Since the 2000s, the expansion of mining leads to various social conflicts. Until now, there have almost been no attempts to systematise current mining conflicts. Neither are their any proposed cross-country/cross-regional statements on how the global resource boom translates into concrete conflict actions. In their chapter “Contested resource boom: actors and strategies in conflicts over mining in sub-Saharan Africa and Latin America”, Kristina Dietz and Bettina Engels elaborate on what is at stake in conflicts over industrial mining, what strategies local actors deploy and what factors influence their conflict actions.

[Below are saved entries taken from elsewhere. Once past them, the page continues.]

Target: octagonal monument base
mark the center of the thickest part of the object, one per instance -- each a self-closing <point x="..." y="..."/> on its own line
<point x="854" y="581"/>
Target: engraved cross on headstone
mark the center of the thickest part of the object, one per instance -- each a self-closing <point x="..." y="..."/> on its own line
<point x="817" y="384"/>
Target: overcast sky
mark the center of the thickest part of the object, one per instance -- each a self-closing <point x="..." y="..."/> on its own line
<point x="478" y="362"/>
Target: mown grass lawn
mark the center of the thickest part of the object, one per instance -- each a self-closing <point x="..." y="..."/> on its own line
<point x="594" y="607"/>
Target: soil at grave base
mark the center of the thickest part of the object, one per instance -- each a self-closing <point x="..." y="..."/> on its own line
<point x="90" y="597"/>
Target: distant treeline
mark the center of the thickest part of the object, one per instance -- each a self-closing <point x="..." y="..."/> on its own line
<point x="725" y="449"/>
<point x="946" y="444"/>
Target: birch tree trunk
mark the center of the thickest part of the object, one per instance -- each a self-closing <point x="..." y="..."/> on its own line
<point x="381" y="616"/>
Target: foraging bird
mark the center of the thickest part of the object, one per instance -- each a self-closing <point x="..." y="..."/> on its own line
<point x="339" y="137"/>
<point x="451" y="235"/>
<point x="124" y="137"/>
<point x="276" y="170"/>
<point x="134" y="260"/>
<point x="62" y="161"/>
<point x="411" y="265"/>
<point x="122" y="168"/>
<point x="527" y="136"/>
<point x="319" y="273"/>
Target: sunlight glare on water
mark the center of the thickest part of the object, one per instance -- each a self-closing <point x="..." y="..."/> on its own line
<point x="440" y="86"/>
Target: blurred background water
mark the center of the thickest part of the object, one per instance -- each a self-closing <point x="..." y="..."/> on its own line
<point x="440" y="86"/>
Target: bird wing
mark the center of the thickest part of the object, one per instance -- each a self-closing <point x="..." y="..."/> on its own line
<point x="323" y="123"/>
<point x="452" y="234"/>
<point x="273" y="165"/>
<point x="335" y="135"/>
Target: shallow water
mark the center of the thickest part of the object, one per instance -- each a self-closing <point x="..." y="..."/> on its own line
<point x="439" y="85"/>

1 Dietz, Kristina & Engels, Bettina (2016): Umkämpfter Rohstoffboom: Akteure und Strategien in Konflikten um Bergbau in Subsahara-Afrika und Lateinamerika, in: Fischer, Karin/ Jäger, Johannes & Schmidt, Lukas (Hg.): Rohstoffe und Entwicklung. Aktuelle Auseinandersetzungen im historischen Kontext, Wien: new academic press. 220-234


On the book

Resources and development. Current contestations within the historical context:

 

Resources are not only scarce and contested but often also part of a dirty business. Pictures of miners in South America and Africa are omnipresent.

The availability of resources influences the development processes and the way of living in North and South. Resource prices are very volatile and during the last years, we witnessed an excessive boom at the commodity exchanges followed by a deep crisis.

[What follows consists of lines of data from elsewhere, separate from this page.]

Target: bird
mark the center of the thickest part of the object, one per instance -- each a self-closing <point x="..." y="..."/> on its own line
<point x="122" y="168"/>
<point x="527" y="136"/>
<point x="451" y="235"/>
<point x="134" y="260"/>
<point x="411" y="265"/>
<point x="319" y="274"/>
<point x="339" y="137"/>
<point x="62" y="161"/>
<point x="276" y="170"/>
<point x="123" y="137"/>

Contestations over the access to resources and the distribution of resource revenues are central aspects of regional and local conflict constellations within the context of different development models.

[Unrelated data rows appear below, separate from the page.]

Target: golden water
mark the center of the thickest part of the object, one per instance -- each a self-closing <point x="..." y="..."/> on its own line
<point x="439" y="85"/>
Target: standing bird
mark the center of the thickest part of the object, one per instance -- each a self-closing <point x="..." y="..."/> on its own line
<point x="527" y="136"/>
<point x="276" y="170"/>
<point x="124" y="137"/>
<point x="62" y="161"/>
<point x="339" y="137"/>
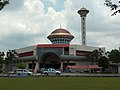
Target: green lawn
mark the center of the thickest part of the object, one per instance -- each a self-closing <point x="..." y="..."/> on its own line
<point x="60" y="83"/>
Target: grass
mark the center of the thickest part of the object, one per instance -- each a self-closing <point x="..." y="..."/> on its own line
<point x="60" y="83"/>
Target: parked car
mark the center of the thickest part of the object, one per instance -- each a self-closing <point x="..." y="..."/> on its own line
<point x="51" y="71"/>
<point x="22" y="72"/>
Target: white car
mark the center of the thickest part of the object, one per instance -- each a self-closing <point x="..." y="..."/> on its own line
<point x="22" y="72"/>
<point x="51" y="71"/>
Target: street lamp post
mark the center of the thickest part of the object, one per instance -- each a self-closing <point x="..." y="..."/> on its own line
<point x="3" y="3"/>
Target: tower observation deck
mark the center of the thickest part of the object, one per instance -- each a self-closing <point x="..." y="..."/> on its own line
<point x="60" y="36"/>
<point x="83" y="13"/>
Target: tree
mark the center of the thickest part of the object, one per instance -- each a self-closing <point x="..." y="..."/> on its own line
<point x="10" y="57"/>
<point x="114" y="56"/>
<point x="114" y="7"/>
<point x="1" y="60"/>
<point x="103" y="62"/>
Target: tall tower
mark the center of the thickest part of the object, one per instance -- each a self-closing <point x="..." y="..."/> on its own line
<point x="83" y="13"/>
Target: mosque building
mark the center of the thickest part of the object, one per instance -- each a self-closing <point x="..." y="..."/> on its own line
<point x="60" y="53"/>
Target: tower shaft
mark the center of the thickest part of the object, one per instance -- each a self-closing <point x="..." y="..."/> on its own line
<point x="83" y="30"/>
<point x="83" y="13"/>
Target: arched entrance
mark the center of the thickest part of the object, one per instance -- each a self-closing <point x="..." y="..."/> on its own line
<point x="50" y="60"/>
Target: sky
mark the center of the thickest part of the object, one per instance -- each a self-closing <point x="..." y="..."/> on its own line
<point x="28" y="22"/>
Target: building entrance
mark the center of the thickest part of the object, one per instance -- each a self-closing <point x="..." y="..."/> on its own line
<point x="50" y="60"/>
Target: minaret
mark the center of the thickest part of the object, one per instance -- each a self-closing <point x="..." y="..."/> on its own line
<point x="83" y="12"/>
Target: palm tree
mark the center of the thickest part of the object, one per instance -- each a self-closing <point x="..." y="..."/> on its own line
<point x="11" y="55"/>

The presented volume reveals the economical, political and ecological correlations of resource extraction and consumption. Therefore, not only the local case-specific conflicts and individual resource agreements are presented, but they are also contextualised into (global) historical continuities and discontinuities. The authors, trained in different disciplines, exemplarily examine the underlying causes for the resource boom and crisis and their effects in several countries and regions. They analyse the strategies of various actors at national and international level and describe the conflicts over resources within their local context.

This volume provides insights into historical, development theoretical and development political perspectives on resource politics and asks for possible alternatives to a resource intense development path.